The Africa College of Insurance and Social Protection (ACISP) and the United Nations Development Programme (UNDP) have signed a memorandum of understanding (MoU) to raise the confidence of financial institutions to issue insured loans to Tanzanians.
Development Diaries reports that the ACISP Executive Chairman, Sosthenes Kewe, said the programme of capacity building will also take centre stage in the Tanzanian insurance industry.
It is understood that the project will be implemented by the International Labour Organisation (ILO) and Impact Insurance.
According to the National Insurance Commission (NIC), insurance penetration in African countries is low.

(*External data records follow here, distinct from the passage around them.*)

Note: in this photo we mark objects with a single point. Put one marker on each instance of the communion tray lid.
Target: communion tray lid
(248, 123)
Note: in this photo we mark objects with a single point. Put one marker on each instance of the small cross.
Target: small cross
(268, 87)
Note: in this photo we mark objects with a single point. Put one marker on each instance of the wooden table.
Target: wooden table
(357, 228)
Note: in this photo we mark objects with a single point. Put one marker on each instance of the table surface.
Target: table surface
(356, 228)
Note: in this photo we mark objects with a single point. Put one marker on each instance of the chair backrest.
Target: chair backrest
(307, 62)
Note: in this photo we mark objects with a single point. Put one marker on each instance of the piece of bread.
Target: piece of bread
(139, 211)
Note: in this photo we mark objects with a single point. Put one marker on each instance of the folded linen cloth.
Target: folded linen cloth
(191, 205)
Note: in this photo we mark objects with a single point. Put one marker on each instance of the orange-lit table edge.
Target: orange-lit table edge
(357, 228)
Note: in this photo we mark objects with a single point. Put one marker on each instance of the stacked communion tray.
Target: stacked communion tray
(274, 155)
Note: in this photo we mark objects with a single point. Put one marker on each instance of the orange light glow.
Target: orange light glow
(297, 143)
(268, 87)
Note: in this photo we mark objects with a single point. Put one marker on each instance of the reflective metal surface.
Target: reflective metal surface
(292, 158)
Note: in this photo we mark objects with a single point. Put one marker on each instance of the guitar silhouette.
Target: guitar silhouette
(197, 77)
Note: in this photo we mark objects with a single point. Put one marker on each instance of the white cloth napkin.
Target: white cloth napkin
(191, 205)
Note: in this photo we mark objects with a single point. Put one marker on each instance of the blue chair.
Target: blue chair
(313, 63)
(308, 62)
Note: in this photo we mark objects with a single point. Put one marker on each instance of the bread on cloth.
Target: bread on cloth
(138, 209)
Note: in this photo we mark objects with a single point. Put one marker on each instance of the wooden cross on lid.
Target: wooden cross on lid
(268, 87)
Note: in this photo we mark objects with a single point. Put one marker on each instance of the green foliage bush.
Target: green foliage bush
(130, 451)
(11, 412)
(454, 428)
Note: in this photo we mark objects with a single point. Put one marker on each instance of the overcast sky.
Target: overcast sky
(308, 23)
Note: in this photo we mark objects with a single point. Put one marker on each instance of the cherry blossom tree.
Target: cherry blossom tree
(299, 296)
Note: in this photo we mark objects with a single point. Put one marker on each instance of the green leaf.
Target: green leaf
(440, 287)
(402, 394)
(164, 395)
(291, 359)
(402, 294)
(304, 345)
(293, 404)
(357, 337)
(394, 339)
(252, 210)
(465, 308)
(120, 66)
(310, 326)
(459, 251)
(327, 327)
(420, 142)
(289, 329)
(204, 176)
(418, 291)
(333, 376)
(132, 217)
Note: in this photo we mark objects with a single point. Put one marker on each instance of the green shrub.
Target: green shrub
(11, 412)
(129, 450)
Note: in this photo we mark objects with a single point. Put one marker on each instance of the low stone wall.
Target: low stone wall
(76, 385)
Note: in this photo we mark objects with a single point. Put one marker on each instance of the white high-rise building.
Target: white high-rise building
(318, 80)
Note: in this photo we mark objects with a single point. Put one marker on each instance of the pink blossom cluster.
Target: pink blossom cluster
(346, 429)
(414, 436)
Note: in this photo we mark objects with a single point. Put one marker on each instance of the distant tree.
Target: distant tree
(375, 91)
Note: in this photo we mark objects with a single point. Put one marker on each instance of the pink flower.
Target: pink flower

The NIC noted that South Africa had the highest level of insurance penetration (16.99 percent) followed by Namibia (6.69 percent) and Lesotho (4.76 percent) with Ghana hovering at around just one percent as of 2018.
This signifies a downward trend of insurance coverage in Africa as compared to the rest of the developing world which has been blamed on several issues by different researchers, including a lack of public confidence and trust in the insurance industry.
‘The programme further targets training experts who are already in the industry working at the insurance departments of technology companies, NGOs and policymakers’, Kewe said.
For the UNDP Tanzania Resident Representative, Christine Musisi, she said the programme aims to improve the quality and quantity of insurance through a structured approach to capacity building.
‘The key objective is to develop a sustainable model for building insurance capacity in selected countries’, she said.
Musiss further noted that in achieving this objective, UNDP’s approach is to partner with insurance training institutes, who will build their capacity to offer internationally recognised inclusive insurance training benchmarked on global experiences, lessons, and best practices.
The programme covers four modules or levels of training that involves training in inclusive insurance and customer-centric product design and customer-centric distribution and partnerships in inclusive insurance.